Cari Blog Ini

Bidvertiser

Jumat, 05 Agustus 2016

Pemilu dan Stagnasi Demokrasi (INDRA PAHLEVI)

Kurang dari tiga tahun, pemilu akan kembali digelar pada 2019. Berdasarkan pengalaman pemilu-pemilu sebelumnya, persiapan harus dilakukan setidaknya 2,5 tahun sebelumnya jika tak ingin kembali terulang pemilu amburadul dengan alasan mepetnya persiapan.

Apalagi tahun 2019 adalah pemilu pertama diselenggarakannya pemilu serentak berdasarkan putusan Mahkamah Konstitusi, yaitu terselenggaranya pemilu untuk memilih anggota DPRD, DPR, dan DPD bersamaan dengan pemilu presiden dan wakil presiden. Persiapan paling mendesak adalah kerangka hukum pemilu, baik pemilu untuk memilih anggota DPRD, DPR, dan DPD serta pemilu untuk memilih presiden dan wakil presiden.
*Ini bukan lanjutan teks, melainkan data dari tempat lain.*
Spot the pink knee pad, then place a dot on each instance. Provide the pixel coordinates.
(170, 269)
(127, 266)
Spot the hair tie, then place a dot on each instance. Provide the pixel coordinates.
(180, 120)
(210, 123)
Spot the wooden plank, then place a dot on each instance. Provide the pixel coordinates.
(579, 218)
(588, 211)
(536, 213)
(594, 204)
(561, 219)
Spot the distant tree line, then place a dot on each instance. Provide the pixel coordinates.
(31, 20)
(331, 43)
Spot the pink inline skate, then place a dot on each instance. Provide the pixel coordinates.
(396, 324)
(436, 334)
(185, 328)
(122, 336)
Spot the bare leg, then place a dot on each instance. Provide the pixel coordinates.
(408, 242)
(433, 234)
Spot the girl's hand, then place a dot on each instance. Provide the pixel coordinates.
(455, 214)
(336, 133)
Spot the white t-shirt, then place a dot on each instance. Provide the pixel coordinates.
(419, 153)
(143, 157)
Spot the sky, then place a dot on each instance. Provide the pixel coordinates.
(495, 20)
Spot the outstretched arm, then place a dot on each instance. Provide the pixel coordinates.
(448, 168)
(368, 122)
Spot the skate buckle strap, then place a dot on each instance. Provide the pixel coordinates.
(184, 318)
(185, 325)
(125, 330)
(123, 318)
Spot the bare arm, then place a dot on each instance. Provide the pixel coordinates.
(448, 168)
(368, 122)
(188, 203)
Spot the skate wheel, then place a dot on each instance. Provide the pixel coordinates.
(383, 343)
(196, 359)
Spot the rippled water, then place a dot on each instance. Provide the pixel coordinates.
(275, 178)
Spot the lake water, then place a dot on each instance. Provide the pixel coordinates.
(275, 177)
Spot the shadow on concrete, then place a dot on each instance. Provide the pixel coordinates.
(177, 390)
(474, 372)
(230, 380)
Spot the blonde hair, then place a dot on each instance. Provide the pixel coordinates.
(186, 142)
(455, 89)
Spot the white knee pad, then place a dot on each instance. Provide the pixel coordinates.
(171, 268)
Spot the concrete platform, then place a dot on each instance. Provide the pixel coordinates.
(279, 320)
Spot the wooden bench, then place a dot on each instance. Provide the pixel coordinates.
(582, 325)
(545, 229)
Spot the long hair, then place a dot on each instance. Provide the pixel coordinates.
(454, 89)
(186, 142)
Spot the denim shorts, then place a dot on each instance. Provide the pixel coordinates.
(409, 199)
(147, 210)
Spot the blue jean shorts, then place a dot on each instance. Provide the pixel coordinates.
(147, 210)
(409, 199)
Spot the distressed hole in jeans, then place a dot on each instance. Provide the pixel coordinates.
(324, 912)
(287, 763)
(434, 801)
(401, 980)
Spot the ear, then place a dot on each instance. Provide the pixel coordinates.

Saat ini masih berlaku dua UU tentang pemilu: (1) UU Nomor 8 Tahun 2012 tentang Pemilu untuk Memilih Anggota DPRD, DPR, dan DPD; (2) UU Nomor 42 Tahun 2008 tentang Pemilihan Presiden dan Wakil Presiden yang sesungguhnya sudah out of date sejak Pemilu 2014.

Perlu segera dibahas

Kerangka hukum atau yuridis merupakan landasan bagi terselenggaranya sebuah perhelatan pemilu di suatu negara (Topo Santoso, 2004). Saat ini rencana perubahan atau bahkan penggantian UU pemilu (UU pileg dan UU pilpres) sudah masuk dalam daftar Program Legislasi Nasional 2015-2019. Permasalahannya, kapan RUU yang diberi nama RUU Penyelenggaraan Pemilu dan kemudian diperbarui menjadi RUU Kitab UU Pemilu akan dibahas?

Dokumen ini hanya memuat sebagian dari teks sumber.